Then, commenting on Christopher Lasch's contribution, Bacevitch adds:
When it comes to political choice, devotees of the existing two-party system contend that Americans already have all they need or can handle. Folks inhabiting the middle of the country (while occupying the lower reaches of the socioeconomic ladder) don’t necessarily see it that way. So radicalism persists. What Brooks and other enforcers of ideological discipline deride as populism is radicalism in the American grain, expressing itself in an authentically American, if less than genteel, voice.
Populism frightens the fat cats and the defenders of the status quo, and with good reason. Yet for observers who find the status quo intolerable, the populist critique contains elements worthy of empathy and respect.
One such observer was the late Christopher Lasch (1932–94), historian, cultural critic, contrarian, and wayfarer. A son of the Middle Border, born and raised in Nebraska before his parents moved to Chicago, Lasch, writes Eric Miller, “was a surveyor, taking the measure of the wilderness.” The wilderness was modern America. What Lasch discovered there were pathologies advertised as “progress,” promoted by elites for their own benefit with little regard for the common good.I've collected some of Lasch's books over the years, and it looks like I need to pull them off the shelf again.

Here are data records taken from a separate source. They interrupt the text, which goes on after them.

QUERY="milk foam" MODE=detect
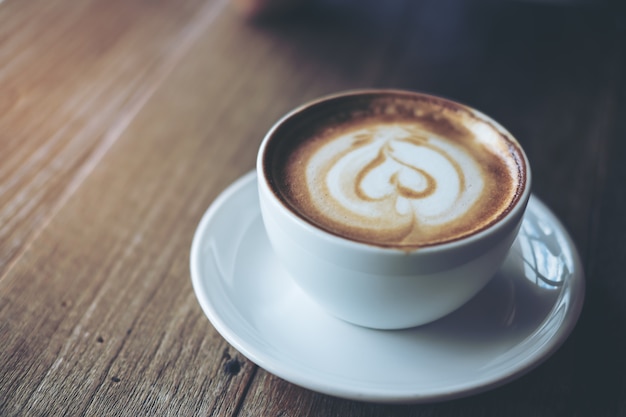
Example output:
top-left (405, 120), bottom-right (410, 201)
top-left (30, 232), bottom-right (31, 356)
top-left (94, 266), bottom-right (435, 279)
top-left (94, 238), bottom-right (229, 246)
top-left (305, 123), bottom-right (485, 242)
top-left (270, 93), bottom-right (526, 248)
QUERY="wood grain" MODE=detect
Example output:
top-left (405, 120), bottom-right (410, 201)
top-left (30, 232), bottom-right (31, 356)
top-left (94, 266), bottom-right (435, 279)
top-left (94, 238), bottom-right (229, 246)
top-left (0, 0), bottom-right (374, 413)
top-left (0, 0), bottom-right (224, 277)
top-left (0, 0), bottom-right (624, 415)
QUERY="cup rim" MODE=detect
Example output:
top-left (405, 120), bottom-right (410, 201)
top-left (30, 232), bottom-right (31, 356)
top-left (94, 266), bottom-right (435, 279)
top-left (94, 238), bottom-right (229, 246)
top-left (257, 88), bottom-right (532, 255)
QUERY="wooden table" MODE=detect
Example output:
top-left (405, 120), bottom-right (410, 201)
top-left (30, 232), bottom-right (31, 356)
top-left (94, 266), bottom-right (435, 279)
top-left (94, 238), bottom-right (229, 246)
top-left (1, 0), bottom-right (624, 415)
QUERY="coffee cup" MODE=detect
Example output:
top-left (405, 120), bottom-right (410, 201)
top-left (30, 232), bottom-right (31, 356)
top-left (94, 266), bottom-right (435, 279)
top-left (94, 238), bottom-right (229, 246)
top-left (257, 89), bottom-right (531, 329)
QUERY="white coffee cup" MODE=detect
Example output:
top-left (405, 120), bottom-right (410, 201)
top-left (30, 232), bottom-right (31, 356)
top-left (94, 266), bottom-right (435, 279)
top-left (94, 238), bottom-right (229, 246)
top-left (257, 90), bottom-right (531, 329)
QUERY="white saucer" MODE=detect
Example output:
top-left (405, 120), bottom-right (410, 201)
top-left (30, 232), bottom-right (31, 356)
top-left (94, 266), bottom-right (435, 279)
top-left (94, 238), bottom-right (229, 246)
top-left (190, 171), bottom-right (585, 404)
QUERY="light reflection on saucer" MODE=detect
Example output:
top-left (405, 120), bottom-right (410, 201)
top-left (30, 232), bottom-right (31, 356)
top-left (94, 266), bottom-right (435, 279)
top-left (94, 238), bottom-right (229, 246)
top-left (517, 207), bottom-right (571, 290)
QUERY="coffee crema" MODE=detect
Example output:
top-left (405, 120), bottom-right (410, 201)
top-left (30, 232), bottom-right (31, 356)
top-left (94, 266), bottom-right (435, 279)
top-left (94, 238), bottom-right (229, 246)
top-left (264, 92), bottom-right (526, 249)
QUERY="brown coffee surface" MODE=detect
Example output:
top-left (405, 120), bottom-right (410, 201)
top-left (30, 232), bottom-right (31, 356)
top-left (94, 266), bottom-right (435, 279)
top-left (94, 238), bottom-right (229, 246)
top-left (264, 92), bottom-right (526, 248)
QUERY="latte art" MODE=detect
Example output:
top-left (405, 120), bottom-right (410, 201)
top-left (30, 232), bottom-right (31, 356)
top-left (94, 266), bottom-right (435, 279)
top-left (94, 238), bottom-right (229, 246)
top-left (309, 125), bottom-right (484, 242)
top-left (268, 93), bottom-right (525, 248)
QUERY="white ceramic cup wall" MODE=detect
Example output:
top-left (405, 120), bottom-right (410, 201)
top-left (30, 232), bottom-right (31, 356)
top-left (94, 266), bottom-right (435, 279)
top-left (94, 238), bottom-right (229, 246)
top-left (257, 90), bottom-right (531, 330)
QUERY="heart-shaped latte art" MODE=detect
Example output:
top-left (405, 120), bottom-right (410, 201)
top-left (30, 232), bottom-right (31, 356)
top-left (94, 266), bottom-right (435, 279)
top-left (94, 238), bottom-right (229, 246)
top-left (304, 124), bottom-right (485, 244)
top-left (356, 140), bottom-right (437, 202)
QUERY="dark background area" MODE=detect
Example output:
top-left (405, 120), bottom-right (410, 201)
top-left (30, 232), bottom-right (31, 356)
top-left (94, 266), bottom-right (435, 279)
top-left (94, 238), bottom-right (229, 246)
top-left (245, 0), bottom-right (626, 414)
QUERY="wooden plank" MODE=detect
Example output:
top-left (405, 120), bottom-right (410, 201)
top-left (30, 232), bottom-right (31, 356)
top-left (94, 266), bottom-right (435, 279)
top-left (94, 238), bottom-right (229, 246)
top-left (0, 0), bottom-right (390, 413)
top-left (0, 0), bottom-right (222, 277)
top-left (0, 3), bottom-right (271, 415)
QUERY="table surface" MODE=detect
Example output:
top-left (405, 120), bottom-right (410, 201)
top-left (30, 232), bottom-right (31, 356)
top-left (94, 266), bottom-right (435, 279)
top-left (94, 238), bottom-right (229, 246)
top-left (1, 0), bottom-right (624, 415)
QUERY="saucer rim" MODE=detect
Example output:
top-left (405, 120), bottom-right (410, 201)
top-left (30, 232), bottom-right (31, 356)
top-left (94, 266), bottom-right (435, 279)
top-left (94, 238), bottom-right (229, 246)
top-left (190, 171), bottom-right (585, 404)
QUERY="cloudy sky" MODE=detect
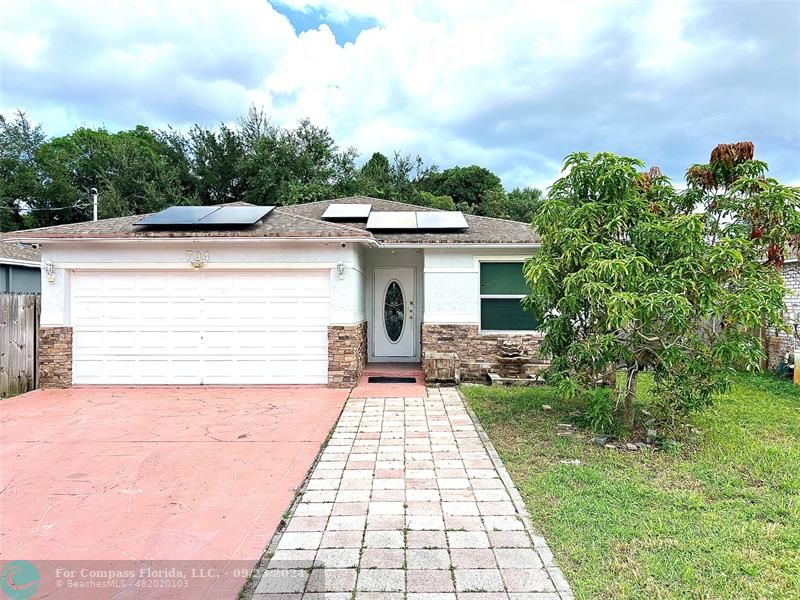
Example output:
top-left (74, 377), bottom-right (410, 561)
top-left (1, 0), bottom-right (798, 189)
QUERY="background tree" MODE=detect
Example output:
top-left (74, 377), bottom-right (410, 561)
top-left (0, 111), bottom-right (44, 231)
top-left (415, 190), bottom-right (456, 210)
top-left (30, 126), bottom-right (191, 227)
top-left (0, 106), bottom-right (545, 230)
top-left (480, 186), bottom-right (543, 222)
top-left (525, 147), bottom-right (800, 433)
top-left (358, 152), bottom-right (393, 197)
top-left (188, 122), bottom-right (244, 205)
top-left (420, 165), bottom-right (503, 211)
top-left (236, 115), bottom-right (358, 205)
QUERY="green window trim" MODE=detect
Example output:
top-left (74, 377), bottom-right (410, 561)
top-left (479, 261), bottom-right (538, 332)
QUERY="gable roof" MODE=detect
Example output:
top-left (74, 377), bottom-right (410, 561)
top-left (0, 239), bottom-right (41, 266)
top-left (3, 197), bottom-right (539, 246)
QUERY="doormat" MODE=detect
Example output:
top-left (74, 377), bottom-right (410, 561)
top-left (367, 376), bottom-right (417, 384)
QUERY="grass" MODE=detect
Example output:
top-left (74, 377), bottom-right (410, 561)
top-left (461, 373), bottom-right (800, 600)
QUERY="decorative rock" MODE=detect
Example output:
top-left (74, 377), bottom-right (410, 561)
top-left (636, 442), bottom-right (649, 451)
top-left (496, 339), bottom-right (529, 378)
top-left (591, 436), bottom-right (608, 447)
top-left (486, 373), bottom-right (543, 387)
top-left (646, 429), bottom-right (657, 444)
top-left (625, 443), bottom-right (638, 451)
top-left (542, 404), bottom-right (552, 411)
top-left (604, 444), bottom-right (617, 449)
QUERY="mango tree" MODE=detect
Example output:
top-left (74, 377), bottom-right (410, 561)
top-left (525, 145), bottom-right (800, 432)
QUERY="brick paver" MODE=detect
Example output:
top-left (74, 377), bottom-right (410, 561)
top-left (252, 387), bottom-right (572, 599)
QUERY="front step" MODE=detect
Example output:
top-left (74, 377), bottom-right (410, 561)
top-left (351, 363), bottom-right (427, 397)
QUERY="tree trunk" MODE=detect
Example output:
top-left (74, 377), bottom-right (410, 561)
top-left (624, 366), bottom-right (638, 431)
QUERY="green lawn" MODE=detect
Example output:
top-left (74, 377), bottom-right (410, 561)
top-left (462, 374), bottom-right (800, 600)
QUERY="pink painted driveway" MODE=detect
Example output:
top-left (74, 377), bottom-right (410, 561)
top-left (0, 386), bottom-right (348, 598)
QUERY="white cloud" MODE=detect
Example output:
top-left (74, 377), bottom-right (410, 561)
top-left (1, 0), bottom-right (798, 190)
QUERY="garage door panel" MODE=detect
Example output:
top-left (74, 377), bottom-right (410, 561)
top-left (203, 299), bottom-right (267, 322)
top-left (202, 359), bottom-right (266, 383)
top-left (73, 330), bottom-right (104, 353)
top-left (73, 359), bottom-right (103, 380)
top-left (72, 302), bottom-right (104, 323)
top-left (104, 273), bottom-right (139, 295)
top-left (104, 359), bottom-right (140, 380)
top-left (268, 359), bottom-right (327, 383)
top-left (137, 330), bottom-right (182, 350)
top-left (71, 270), bottom-right (330, 384)
top-left (270, 299), bottom-right (329, 324)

Miller, who teaches history at Geneva College, has written a biography of Lasch, with the evocative title Hope in a Scattering Time. A fine, thoughtful, and even moving book, its appearance could hardly be more opportune.
In our own day, the politics of progress have passed the point of exhaustion. Were there any lingering doubts on that score, the vast disparity between the expectations raised by President Obama’s election and the dispiriting reality of the Obama Era has dispelled them once and for all. Only knaves and fools will look to Washington to devise solutions to the problems afflicting American society today. Indeed, further deference to established centers of power, on issues domestic or foreign, will surely perpetuate and even exacerbate those problems.
So the times call for a searching reassessment of the American condition. Neither left nor right—especially in the adulterated form found in the actually existing Democratic and Republican parties—possesses the capacity to render such an assessment. To reconsider first principles requires an altogether different vantage point, firmly grounded in the American experience yet offering something other than the recitation of clichés and posturing in front of cameras.
Lasch occupied and speaks from such a vantage point. Through a series of books, chief among them Haven in a Heartless World (1977), The Culture of Narcissism (1979), and The True and Only Heaven (1991), he sought, in Miller’s words, “to convince and persuade Americans of the true nature of their circumstance.” Like some prophet from the Hebrew Bible transported to an America at the very height of its power, Lasch “moved in the spirit of reckoning, freely casting judgment on all.” His countrymen could choose to listen or to turn a deaf ear: that was not his to decide. His calling was simply to speak the truth and offer it for their consideration.